Over the past decade, Caterpillar Inc. (NYSE:CAT) has rallied over 200% but will this producer of construction, farming, and mining equipment, engines continue its upward trajectory against the backdrop of an increasingly uncertain economy?
Caterpillar may not be the first company you think of when imagining a future of connected devices but one of the main development goals set by management is the creation of smart machines that are automated and well-connected.
These machines are set to increase productivity by decreasing time wastage, resource consumption, and analyze data in real-time. For instance, its MineStar solution features an automation solution in the mining sector.
So what does this all mean for the stock, and is the dividend income from dependable cash flows worth the outlay?

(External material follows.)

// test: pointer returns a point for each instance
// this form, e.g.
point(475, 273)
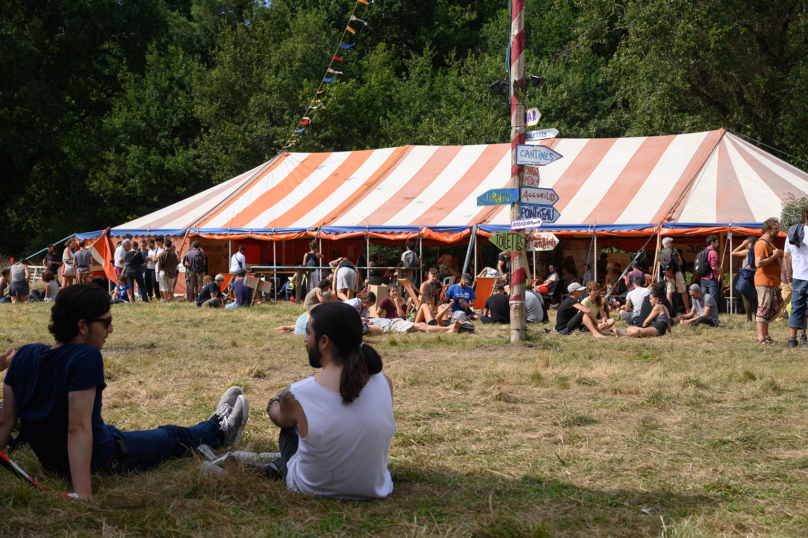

Is Caterpillar’s Dividend Worth It?
Caterpillar’s dividend pays out $5.67 per share annually and yields 1.67% making it worth the investment for conservative income-seekers.
Caterpillar is well-known for its dependable dividends that makes it popular among passive income seekers and demonstrates the company’s long-standing policy of distributing value to shareholders.
Aside from stable income stream, Caterpillar has a strong track record of increasing annual payouts. The company’s policy of consistent dividend growth proves its commitment to paying out its profits to shareholders.
The company has consistently increased its dividend payouts for 30 years and is recognized as a member of the S&P 500 Dividend Aristocrats Index. But Caterpillar hasn’t simply continued increasing dividend payouts—it’s done so at an average rate of 8.6% CAGR over the past five years.
One of the key factors making reliable dividends possible for Caterpillar is the company’s diversification of revenue sources. With operations in construction, mining, energy, and transport, this wide berth of revenues leads to stability because whenever one area might be weaker the other picks up the slack.
Another factor in favor of Caterpillar’s dividend is the payout ratio is just 23.6%, meaning there is ample room for the Board of Directors to increase it.
Revenue Weakness Is A Concern
Caterpillar reported total revenue of $15.80 billion in the first quarter of 2024, roughly unchanged from the first quarter of last year and below analysts’ expectations of $15.99 billion but the company posted an adjusted EPS of $5.60, which surpassed estimates of $5.13.
Weakness may persist, at least in the short term, amid lower equipment sales, raising concerns about a potential decrease in demand.
Management aims to offset this decline by relying on higher sales prices and while keeping manufacturing costs stable to maintain current margins.
Construction equipment sales slowed, falling by 5% during Q1 2024 in all regions except North America, where construction demand is staying afloat thanks to government initiatives.
If there is one potential driver on the horizon, remarkably for this heavy machinery company it is in the area of artificial intelligence.
Is Caterpillar an AI Firm?
The inclusion of artificial intelligence and machine learning into Caterpillar’s portfolio extend its product and service functionality by revealing new patterns and approaches that were hitherto impossible to identify.
As such, the teams who run projects have the ability to make better decisions thanks to smarter insights and, as a result, lower operational expenses, and increase competitive benefits for customers.
The momentum of its research and innovation strategy has been a tailwind for Caterpillar to keep its market share and defend against competitors.
Caterpillar has also made significant leaps forward in electric and hybrid machinery in order to cut both emissions and fuel consumption that align with international campaigns focused on energy consumption.
So too has the company made a concerted effort to enhance productivity and safety using remote monitoring, diagnostics, and optimization. In addition, the development of digital technologies like telematics and fleet management improves customers’ command over business operations.
Is Caterpillar Stock a Buy?
Among the 23 analysts covering Caterpillar, the consensus price target of $351 per share suggests material upside opportunity for new buyers.
The range that analysts come in at, however, is quite wide with the low-end sitting at $249 per share and the high-end at $464 per share.
Other positive signs are evident in the choices of management, for example, to authorize a share buyback that signals insiders are confident in the prospects of the firm.
Caterpillar also has a remarkably low price-to-earnings ratio of 14.9x but an even better multiple relative to its revenue growth rate of 4.2% expected over the next 5 years. The company’s PEG sits at just 0.41, suggesting is substantially undervalued relative to earnings.
In addition, 8 analysts have revised their earnings estimates higher for the upcoming quarter, suggesting that sentiment is swinging in favor of Caterpillar bulls too.
Add to that 54 years of consecutive dividend payments and a 10-year growth streak and you end up with a compelling stock with substantial upside that pays a generous dividend yield.
A final note is that the company does operate with a reasonably high debt burden and trades at a high price-to-book multiple so it’s not necessarily a slam dunk winner but, absent an economic downturn, Caterpillar has the potential to outperform.